Por eso resulta tan importante la segunda parte de su confesión: «Al andar de los años aquel dolor y aquella vergüenza se convirtieron en pasión dominicana». Aquí está, quizá, la clave de toda su vida. Bosch reconoce que la pasión dominicana nació del dolor y de la vergüenza. Primero fue una herida y después se convirtió en una vocación.

La historia dominicana terminó convirtiéndose en una parte inseparable de su identidad. La ocupación norteamericana, la memoria de la anexión a España, los intentos de entregar Samaná, las luchas de los restauradores, el exilio, la dictadura de Trujillo y, finalmente, la experiencia del poder fueron construyendo en él una determinada manera de mirar el país.

Por eso escribió desde la pasión. Lo dice él mismo: «cuando empecé a escribir lo hice con esa pasión». La literatura fue entonces otra forma de servir a la patria. Escribió cuentos, novelas, ensayos y textos políticos, pero detrás de los distintos géneros había una preocupación persistente por el ser humano y por la sociedad en que ese ser humano vivía.

Después vino la política. Y aquí aparece otra afirmación importante suya: «cuando me tocó ser el líder de un partido político y el Presidente de mi país, tuve buen cuidado de conducirme como un dominicano que tenía el orgullo de su nacionalidad».

La expresión «tuve buen cuidado» merece detenerse en ella. El niño que había sentido vergüenza de Santana y Báez llegó a convertirse en un hombre que debía tomar decisiones políticas. El niño que había sufrido viendo a su país sometido llegó a ocupar la Presidencia de la República. El niño que había permanecido despierto pensando en una patria disminuida llegó un día a tener en sus manos una parte del destino de esa patria. Y entonces tuvo que demostrar si aquella pasión infantil era solamente una emoción del pasado o si se había convertido realmente en un principio de conducta.
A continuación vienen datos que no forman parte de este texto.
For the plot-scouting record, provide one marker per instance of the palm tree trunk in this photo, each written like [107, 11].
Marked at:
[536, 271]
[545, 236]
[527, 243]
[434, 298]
Bosch parece decirnos que procuró no traicionar al niño que había sido. Y eso es sumamente importante. Porque todos cambiamos. La infancia queda atrás, llegan las ambiciones, las decepciones, los compromisos, las derrotas, las tentaciones y las circunstancias. El poder, particularmente, puede transformar a un hombre. Bosch, sin embargo, está diciendo que quiso conservar dentro del hombre adulto la conciencia que se instaló en el niño cuando vio a su patria ocupada.

Por eso aquella frase inicial adquiere una dimensión todavía mayor. La historia de Juan Bosch no comenzó cuando salió al exilio, ni cuando allí fundó un partido, ni cuando tomó posesión de la Presidencia de la República. Comenzó mucho antes. Comenzó en la mirada de aquel niño que permanecía despierto, velando por una patria que todavía no sabía cómo defender.